The promise of making a small or large fortune in any market has always been alluring, but the volatility of these markets can create confusion and worry without proper guidance. Investors will do well to follow a few basic rules of investing:
Follow SEC Regulations
The U.S. Securities and Exchange Commission (SEC) was formed with three goals: “Protect investors. Maintain fair, orderly, and efficient markets. Facilitate capital formation.” It was formed after The Great Depression to prevent such a drastic crash from ever happening again.
The main idea is that companies that are selling any kind of securities to the public must be truthful about anything relating to their business, securities for sale, and any risks involved in investing. They must also treat anyone buying or trading securities fairly and honestly.
The SEC regulations come in a large document with plenty of details. Study the document carefully and/or discuss the rules with a financial advisor to avoid infringement.
As an investor, you also have an ethical responsibility to blow the whistle on any SEC fraud. Be sure that you have a strong tip and contact an SEC whistleblower attorney to help you report the fraud while protecting your personal interests. If the tip is good, you may be entitled to a reward.
Skip the Herd Mentality
It’s relatively common in investing to put your money in the same investments as others. You heard that your neighbor bought a lot of shares in X company, so you believe it’s logical to do the same. Sometimes, people flocking to buy stocks in a particular business in the early stages can lead to an excellent investment later on.
However, you should not make it a habit to invest in this fashion. Stocks can become overcrowded, leading to a minimal profit or even a loss. Additionally, as you were taught in grade school, just because the crowd is doing it doesn’t mean it’s wise.

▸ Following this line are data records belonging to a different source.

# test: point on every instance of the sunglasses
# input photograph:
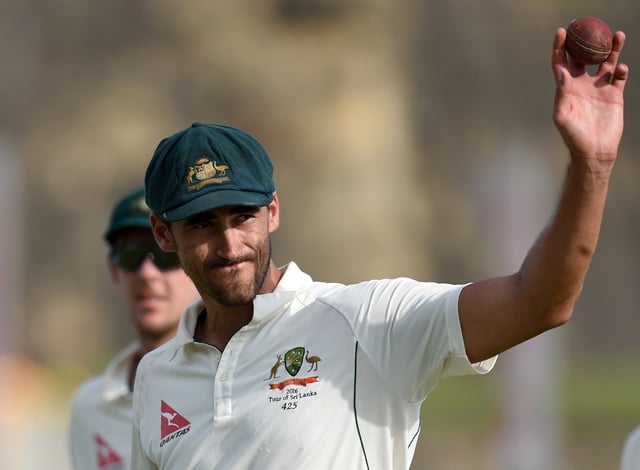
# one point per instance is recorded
(131, 256)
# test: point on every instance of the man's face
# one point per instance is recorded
(227, 251)
(157, 293)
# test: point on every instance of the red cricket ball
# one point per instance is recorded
(589, 40)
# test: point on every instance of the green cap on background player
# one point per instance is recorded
(129, 212)
(206, 166)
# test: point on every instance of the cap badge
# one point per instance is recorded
(205, 172)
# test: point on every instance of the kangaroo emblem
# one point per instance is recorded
(169, 417)
(274, 369)
(221, 168)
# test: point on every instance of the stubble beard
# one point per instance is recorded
(235, 293)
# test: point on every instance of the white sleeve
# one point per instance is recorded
(410, 330)
(631, 452)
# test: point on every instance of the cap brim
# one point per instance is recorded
(215, 199)
(138, 221)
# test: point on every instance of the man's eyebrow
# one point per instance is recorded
(244, 209)
(212, 214)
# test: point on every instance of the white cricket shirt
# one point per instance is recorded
(101, 415)
(325, 376)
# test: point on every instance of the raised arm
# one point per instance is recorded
(497, 314)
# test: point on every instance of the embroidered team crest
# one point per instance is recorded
(107, 457)
(205, 172)
(293, 359)
(171, 421)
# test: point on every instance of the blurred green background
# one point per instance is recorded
(410, 138)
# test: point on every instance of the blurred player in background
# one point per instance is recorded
(631, 451)
(155, 291)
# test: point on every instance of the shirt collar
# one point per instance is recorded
(116, 384)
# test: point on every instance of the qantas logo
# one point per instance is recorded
(172, 424)
(108, 459)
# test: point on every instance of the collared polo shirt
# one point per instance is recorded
(324, 376)
(101, 415)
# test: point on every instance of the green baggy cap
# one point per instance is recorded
(206, 166)
(129, 212)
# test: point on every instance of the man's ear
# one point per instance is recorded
(274, 214)
(113, 269)
(161, 232)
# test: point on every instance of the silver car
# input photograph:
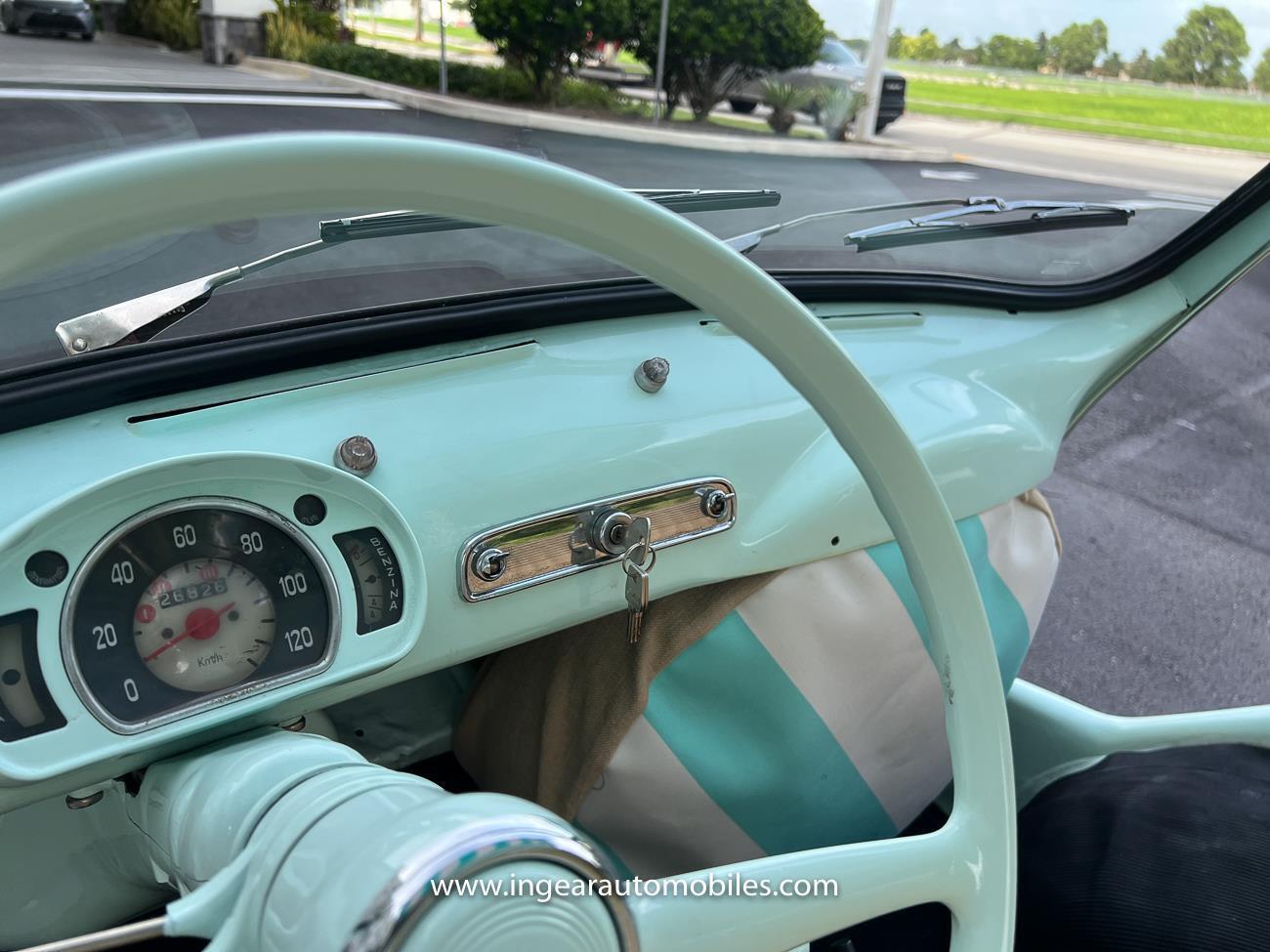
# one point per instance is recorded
(62, 17)
(837, 64)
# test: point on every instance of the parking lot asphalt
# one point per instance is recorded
(1163, 600)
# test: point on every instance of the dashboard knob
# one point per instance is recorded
(356, 455)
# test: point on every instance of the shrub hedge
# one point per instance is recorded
(498, 83)
(170, 21)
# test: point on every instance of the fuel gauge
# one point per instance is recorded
(376, 578)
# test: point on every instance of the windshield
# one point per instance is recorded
(832, 51)
(1032, 104)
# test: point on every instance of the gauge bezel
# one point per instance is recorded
(227, 694)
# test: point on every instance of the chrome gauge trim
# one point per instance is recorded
(576, 540)
(389, 922)
(214, 698)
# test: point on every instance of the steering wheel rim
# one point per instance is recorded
(968, 864)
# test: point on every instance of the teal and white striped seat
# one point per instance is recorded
(812, 715)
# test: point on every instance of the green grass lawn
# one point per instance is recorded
(430, 29)
(1134, 110)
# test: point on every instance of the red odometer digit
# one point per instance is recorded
(190, 601)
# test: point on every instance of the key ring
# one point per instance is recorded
(630, 566)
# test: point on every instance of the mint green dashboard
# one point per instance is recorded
(489, 432)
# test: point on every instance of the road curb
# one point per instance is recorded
(462, 108)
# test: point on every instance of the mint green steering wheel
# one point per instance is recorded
(968, 864)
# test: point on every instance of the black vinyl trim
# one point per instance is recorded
(106, 379)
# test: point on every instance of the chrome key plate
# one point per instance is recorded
(559, 544)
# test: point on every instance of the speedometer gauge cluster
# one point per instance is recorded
(193, 601)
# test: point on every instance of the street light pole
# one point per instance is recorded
(660, 63)
(441, 21)
(867, 119)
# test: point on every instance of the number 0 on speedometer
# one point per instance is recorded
(193, 600)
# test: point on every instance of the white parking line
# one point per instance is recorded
(109, 96)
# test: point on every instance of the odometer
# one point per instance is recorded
(193, 601)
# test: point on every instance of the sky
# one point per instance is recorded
(1131, 24)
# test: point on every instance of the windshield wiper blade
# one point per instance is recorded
(951, 227)
(749, 240)
(139, 318)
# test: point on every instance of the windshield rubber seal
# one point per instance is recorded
(68, 388)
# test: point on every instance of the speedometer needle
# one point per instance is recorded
(201, 623)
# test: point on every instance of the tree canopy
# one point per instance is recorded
(1206, 49)
(544, 37)
(715, 46)
(1079, 47)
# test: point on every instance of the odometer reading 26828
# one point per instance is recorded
(193, 600)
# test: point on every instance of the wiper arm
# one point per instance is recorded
(749, 240)
(949, 225)
(140, 318)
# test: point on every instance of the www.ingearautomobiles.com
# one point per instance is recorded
(544, 890)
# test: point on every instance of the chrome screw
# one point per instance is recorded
(652, 375)
(490, 563)
(356, 455)
(714, 503)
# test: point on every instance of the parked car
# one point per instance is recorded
(837, 64)
(62, 17)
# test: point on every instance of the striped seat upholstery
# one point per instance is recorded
(812, 715)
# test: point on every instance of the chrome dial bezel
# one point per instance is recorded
(216, 698)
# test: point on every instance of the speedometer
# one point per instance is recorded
(190, 603)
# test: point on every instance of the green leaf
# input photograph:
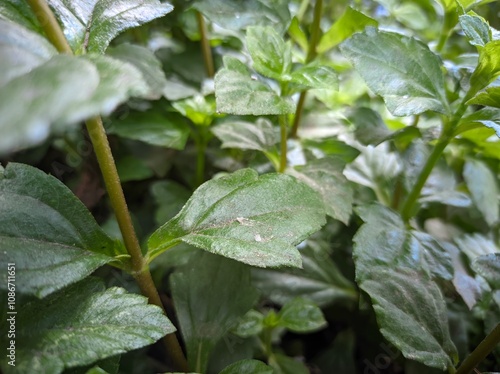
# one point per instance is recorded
(259, 136)
(152, 128)
(320, 281)
(488, 266)
(251, 324)
(394, 266)
(301, 315)
(131, 168)
(21, 49)
(102, 83)
(370, 127)
(255, 220)
(488, 117)
(207, 313)
(237, 93)
(19, 12)
(47, 232)
(198, 109)
(248, 367)
(21, 127)
(476, 245)
(147, 63)
(297, 34)
(488, 68)
(350, 22)
(411, 314)
(401, 69)
(239, 14)
(82, 324)
(287, 365)
(476, 29)
(170, 198)
(315, 75)
(482, 184)
(326, 177)
(89, 26)
(489, 97)
(271, 56)
(384, 241)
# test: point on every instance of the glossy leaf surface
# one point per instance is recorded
(47, 232)
(252, 219)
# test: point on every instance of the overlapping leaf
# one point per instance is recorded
(255, 220)
(89, 26)
(401, 69)
(237, 92)
(47, 232)
(82, 324)
(207, 313)
(395, 268)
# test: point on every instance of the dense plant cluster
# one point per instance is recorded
(293, 187)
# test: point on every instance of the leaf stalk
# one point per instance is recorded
(102, 149)
(311, 54)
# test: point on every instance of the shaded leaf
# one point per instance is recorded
(350, 21)
(50, 89)
(19, 12)
(271, 56)
(237, 93)
(315, 75)
(370, 127)
(89, 26)
(476, 29)
(82, 324)
(248, 367)
(255, 220)
(259, 136)
(301, 315)
(489, 97)
(482, 184)
(21, 49)
(487, 69)
(147, 63)
(207, 313)
(250, 324)
(320, 281)
(411, 313)
(325, 176)
(47, 232)
(170, 198)
(152, 128)
(488, 266)
(476, 245)
(384, 240)
(239, 14)
(401, 69)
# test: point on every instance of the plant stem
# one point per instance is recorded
(444, 139)
(311, 54)
(283, 152)
(97, 134)
(205, 45)
(50, 26)
(481, 351)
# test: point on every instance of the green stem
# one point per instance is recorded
(205, 45)
(97, 134)
(311, 54)
(283, 152)
(201, 146)
(444, 140)
(481, 351)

One of the best investment rules to follow is to make educated decisions. Never make an investment without doing proper research first, even if you believe you’ll miss out if you take the time to do your homework. The stock market is volatile; your decisions should not be.
Don’t Time the Market
This is another rule that many people follow with little success in the long run. Some people boast that they timed the market and came out on top, but what they don’t tell you is that it was most likely a fluke. The world’s greatest investors, Warren Buffett included, don’t try to time the market because they know it’s futile.
“Nobody has ever done this successfully and consistently over multiple business or stock market cycles,” Anil Chopra, group CEO and Director of Bajaj Capital, told EconomicTimes. “Catching the tops and bottoms is a myth. It is so still today and will remain so in the future. In fact, in doing so, more people have lost far more money than people who have made money.”
You have better things to do with your time and energy, like researching options to make wise decisions on profitable investments.
There’s no better way to control your risk than diversification. “It’s the only investment concept that truly works for everyone,” writes Jim Cramer in his book “Real Money.” “If you can mix up enough different sectors in your portfolio, you can’t be hit by one of the myriad perfect storms that come our way far more often than you would think.”
Diversification simply means that you invest in multiple markets at once. You’ll want to start small to get your feet wet and let your profits build; then broaden your horizons to include more options.
That being said, don’t diversify too early. Understand the markets you’re entering so you can make informed decisions with each investment first. Otherwise, you’ll face more risk than you can control with diversification.
These rules may be simple and clear, but they’ll have the greatest effect on creating low-risk, profitable investments.